Clarabel expects to receive a vector of cone specifications. For the above constraints we should also define

cones = [clarabel.ZeroConeT(1),

There is no restriction on the ordering of the cones that appear in cones, nor on the number of instances of each type that appear. Your input vector b should be compatible with the sum of the cone dimensions.

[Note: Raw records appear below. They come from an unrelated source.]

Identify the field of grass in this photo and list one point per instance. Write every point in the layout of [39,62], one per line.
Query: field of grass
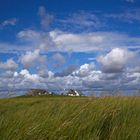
[70,118]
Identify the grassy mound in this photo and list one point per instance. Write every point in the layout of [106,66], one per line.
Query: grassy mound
[70,118]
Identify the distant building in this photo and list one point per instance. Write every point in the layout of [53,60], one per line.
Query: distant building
[38,92]
[72,92]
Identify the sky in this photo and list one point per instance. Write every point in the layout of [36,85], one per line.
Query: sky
[77,44]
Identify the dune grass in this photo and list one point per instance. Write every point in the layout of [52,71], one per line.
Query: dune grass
[70,118]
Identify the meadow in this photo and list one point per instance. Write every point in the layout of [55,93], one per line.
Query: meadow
[70,118]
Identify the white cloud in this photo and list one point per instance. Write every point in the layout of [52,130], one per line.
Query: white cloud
[115,60]
[84,70]
[46,19]
[25,73]
[11,22]
[82,20]
[32,59]
[10,64]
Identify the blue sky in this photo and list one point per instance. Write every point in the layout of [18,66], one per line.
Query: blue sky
[86,45]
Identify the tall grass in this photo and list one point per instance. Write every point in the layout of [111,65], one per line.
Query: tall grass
[70,118]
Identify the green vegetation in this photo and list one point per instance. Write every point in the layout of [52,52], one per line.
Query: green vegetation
[70,118]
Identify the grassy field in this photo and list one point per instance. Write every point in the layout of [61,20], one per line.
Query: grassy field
[70,118]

Note carefully the signs in the above example. The inequality condition is $A_{ineq} x \le b_{ineq}$, which is equivalent to $A_{ineq} x + s = b_{ineq}$ with $s \ge 0$, i.e. $s$ in the Nonnegative cone. The SOC condition is $x \in \mathcal{K}_{SOC}$, or equivalently $-x + s = 0$ with $s \in \mathcal{K}_{SOC}$.

Solver Settings

Solver settings for the Clarabel's default implementation in Rust are stored in a PyDefaultSettings object and can be modified by the user. To create a settings object using all defaults you can call the constructor directly:

settings = clarabel.DefaultSettings();

If you want to disable verbose printing and set a 5 second time limit on the solver, you can then just modify the fields:

settings.verbose = True;
settings.time_limit = 5.;

The Clarabel Python interface set supports the same options as those listed in the Rust API Reference.

Making a Solver

Finally, populate the solver with problem data and solve:

solver = clarabel.DefaultSolver(P,q,A,b,cones,settings);

solution = solver.solve()


Once the solver algorithm terminates you can inspect the solution using the solution output. The primal solution will be in solution.x and the dual solution in solution.z. The outcome of the solve is specified in solution.status and will be one of the following :

Status CodeDescription
SolvedSolution found
PrimalInfeasibleProblem is primal infeasible
DualInfeasibleProblem is dual infeasible
MaxIterationsSolver halted after reaching iteration limit
MaxTimeSolver halted after reaching time limit

The total solution time is available in solution.solve_time.